Penser que seules les erreurs entraînant des conséquences graves méritent notre attention est une grave erreur. En effet, d’après la loi de Heinrich : au travail, pour chaque accident qui entraîne une atteinte grave, il y a 29 accidents ayant causé des atteintes mineures et 300 n’ayant entraîné aucune conséquence.

S’intéresser aux événements sans conséquences, fréquents, est donc essentiel pour prévenir les catastrophes, rares. L’analyse des "presque-accidents" est un outil précieux pour : 
  • identifier et renforcer les barrières et comportements qui ont permis d’éviter le pire,
  • repérer les menaces qui ont favorisé l’occurence de l’erreur pour les réduire et éviter de les reproduire.

Exemple : préparer du Convenia à la place du Cerenia
Cette fois-ci, mon erreur n’a pas eu de conséquence car je l’ai détectée assez tôt. Mais un autre jour, fatigué, en retard et stressé par les clients qui s’accumulent en salle d’attente, avec un chat à la contention difficile, cette erreur aurait pu conduire à un événement indésirable (certes pas très grave dans cet exemple).

Alors : 
⇒ Pourquoi ai-je confondu le Cerenia et le Convenia, alors que les conditionnements ne se ressemblent pas ?
⇒ Quelle barrière ai-je mise en place pour m’assurer que j’ai bien entre les mains le bon médicament ?

Lutter contre les idées préconçues et favoriser la prise de conscience de l'importance de la prévention (notamment par l'analyse des presque-accidents) est essentiel pour améliorer la sécurité de nos patients. C'est la première recommandation issue de mon travail de thèse : diffuser, faire connaître et sensibiliser les soignants sur le sujet des erreurs et de la sécurité des soins. 
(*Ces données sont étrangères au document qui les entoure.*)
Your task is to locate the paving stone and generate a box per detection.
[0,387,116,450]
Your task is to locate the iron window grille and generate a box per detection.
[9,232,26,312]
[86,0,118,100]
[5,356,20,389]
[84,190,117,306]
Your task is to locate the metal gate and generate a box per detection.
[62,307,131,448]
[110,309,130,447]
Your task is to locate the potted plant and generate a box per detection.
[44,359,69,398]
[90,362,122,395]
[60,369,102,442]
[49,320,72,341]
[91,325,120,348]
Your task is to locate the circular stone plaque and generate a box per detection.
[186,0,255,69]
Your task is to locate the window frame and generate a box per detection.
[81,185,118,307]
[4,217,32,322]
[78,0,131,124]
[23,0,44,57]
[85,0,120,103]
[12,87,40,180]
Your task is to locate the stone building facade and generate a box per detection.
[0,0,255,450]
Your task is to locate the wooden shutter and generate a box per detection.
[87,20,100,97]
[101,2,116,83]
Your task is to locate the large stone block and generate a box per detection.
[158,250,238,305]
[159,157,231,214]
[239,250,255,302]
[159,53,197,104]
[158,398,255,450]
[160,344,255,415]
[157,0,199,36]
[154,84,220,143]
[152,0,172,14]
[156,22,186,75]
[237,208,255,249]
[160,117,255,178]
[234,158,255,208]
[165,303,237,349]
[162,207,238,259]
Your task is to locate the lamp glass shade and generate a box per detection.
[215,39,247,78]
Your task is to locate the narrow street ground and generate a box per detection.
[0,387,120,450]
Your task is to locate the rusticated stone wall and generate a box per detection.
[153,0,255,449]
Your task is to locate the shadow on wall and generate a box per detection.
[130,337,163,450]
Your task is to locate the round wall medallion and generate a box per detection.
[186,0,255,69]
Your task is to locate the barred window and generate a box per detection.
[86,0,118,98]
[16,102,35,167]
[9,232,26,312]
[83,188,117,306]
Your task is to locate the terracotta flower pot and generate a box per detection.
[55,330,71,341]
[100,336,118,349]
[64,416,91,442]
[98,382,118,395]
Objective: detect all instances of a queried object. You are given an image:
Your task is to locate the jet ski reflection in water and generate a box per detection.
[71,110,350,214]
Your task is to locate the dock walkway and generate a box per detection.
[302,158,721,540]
Et vous, de combien d’erreurs survenues ces 10 derniers jours vous rappelez-vous ?

Sources

  • Tous les exemples sont issus de témoignages récoltés dans le cadre de ma thèse ou de mes formations à la sécurité des soins.
  • Reason J. (2000). Human error: models and management. BMJ (Clinical research ed.), 320(7237), 768–770. https://doi.org/10.1136/bmj.320.7237.768
  • Donchin Y, Gopher D, Olin M, et al. (1995). A look into the nature and causes of human errors in the intensive care unit. Crit Care Med ;23: 294-300.
  • Nancy EC, Harini Pallerla, Saundra Regan. What do family physicians consider an error ? A comparison of definitions and physician perception. BMC Fam Pract. 2006;7:73.
  • Heinrich (1959). Industrial Accident Prevention 4TH Edition a Scientific Approach Hardcover – 4th Edition; McGraw-Hill Book Company.
  • ASSAGHIR, L. (2023). Les erreurs médicales dans la pratique vétérinaire animaux de compagnie. Thèse de doctorat vétérinaire. Nantes : école nationale vétérinaire, agroalimentaire et de l’alimentation Nantes-Atlantique.